Classes start before dawn for a reason. By 8 a.m. the children will have started their day jobs. The boys will be out herding goats and cattle with their parents. The girls will be collecting water with their mothers from a stream 10 kilometers away. But they'll be back at 5 p.m. for another two-hour class.
Welcome to the world of education for ethnic Somali pastoralists in Garissa. This is one of the most disadvantaged areas in Kenya. Fewer than one in three children make it through primary school. And just 10 percent of Somali girls finish their teenage years with more than two years of education.
Lacking support from the government, parents are taking matters into their own hands. The villagers pay Mr. Hussein, a high school graduate, a small fee to teach their children. And they make time for their kids to attend his classes. For Khadija Ali, whose daughter Fatima, seven, and son Hassan, nine, attend the school, the choices are straightforward: "Of course it's hard. But an education will give my children a better life and chances that I never had."
If only governments around the world demonstrated the same resolve and sense of urgency. Ten years ago, at a global conference in Dakar, Senegal, they pledged to make sure that by 2015 all of the world's children were getting a basic education. They are not delivering on that promise.
Less than five years from the target date, school registers tell their own story. The world's economy is increasingly based on knowledge and skills, but 72 million children of primary school age are not in school. Millions more drop out before finishing primary school. And many who do finish school lack basic literacy and numeracy skills – a testimony to the poor education they have received.
Of course, it's not all bad news. Some of the world's poorest countries have made extraordinary advances in education. But as any school kid will tell you, a promise is a promise – and the promise of education for all will be broken if we carry on as we are. New figures released this week by UNESCO show that, on current trends, 56 million children will still be out of school in 2015.

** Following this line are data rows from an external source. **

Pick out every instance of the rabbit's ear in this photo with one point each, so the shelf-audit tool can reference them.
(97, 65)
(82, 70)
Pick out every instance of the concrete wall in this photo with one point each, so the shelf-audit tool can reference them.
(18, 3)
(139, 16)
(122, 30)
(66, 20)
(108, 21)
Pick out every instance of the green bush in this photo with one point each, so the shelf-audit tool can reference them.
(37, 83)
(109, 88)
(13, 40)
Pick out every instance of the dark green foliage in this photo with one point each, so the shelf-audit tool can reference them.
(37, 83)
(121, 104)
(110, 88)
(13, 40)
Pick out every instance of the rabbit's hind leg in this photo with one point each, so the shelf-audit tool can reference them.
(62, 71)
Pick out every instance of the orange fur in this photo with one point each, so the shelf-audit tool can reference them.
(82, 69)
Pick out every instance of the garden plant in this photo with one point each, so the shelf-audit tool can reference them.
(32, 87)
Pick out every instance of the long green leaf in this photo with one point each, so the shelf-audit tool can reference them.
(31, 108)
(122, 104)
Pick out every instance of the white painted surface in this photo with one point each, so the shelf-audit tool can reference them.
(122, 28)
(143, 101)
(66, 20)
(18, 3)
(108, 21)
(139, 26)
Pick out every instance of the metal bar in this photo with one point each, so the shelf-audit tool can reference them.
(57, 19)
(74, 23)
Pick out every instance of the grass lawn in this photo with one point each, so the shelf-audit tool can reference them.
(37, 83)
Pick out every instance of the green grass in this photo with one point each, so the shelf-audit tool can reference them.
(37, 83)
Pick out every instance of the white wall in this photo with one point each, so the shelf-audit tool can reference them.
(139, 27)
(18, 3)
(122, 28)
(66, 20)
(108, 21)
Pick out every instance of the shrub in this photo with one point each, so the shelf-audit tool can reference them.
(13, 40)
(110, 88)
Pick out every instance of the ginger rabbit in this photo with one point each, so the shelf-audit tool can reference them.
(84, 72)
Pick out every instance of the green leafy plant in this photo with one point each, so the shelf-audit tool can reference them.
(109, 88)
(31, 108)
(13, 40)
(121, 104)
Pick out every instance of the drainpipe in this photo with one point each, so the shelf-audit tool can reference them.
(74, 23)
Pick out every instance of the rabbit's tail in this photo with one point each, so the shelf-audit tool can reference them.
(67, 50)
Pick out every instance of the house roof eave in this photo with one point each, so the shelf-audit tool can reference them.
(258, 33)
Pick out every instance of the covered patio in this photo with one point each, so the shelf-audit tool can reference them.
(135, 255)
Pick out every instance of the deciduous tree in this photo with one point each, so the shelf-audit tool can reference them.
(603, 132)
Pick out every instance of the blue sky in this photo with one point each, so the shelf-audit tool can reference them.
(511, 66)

Changing these trends should be at the top of the international agenda. Governments in developing countries need to take the lead by putting in place the policies and investments needed to reach the most disadvantaged children.
Too often, those with the most to gain are the last in line when it comes to public education. In urban slums from Manila to Nairobi, the absence of decent public schools means that some of the world's poorest families have to pay for a private education that is often second-rate – and many can't pay.
Disadvantages in education don't operate in isolation, of course. They are linked to wider problems of poverty and discrimination against girls and women. In Pakistan, girls from poor rural backgrounds average just two years in school – less than one-third of the national average.
It's not just governments in developing countries that need to improve their performance grades. Donor countries are failing to keep their promise to the world's schoolchildren. Ensuring that all kids get a basic education will require dedicating an extra U.S.$13 billion a year from now to 2015. Yet after several years of stagnation, aid commitments for basic education were cut last year.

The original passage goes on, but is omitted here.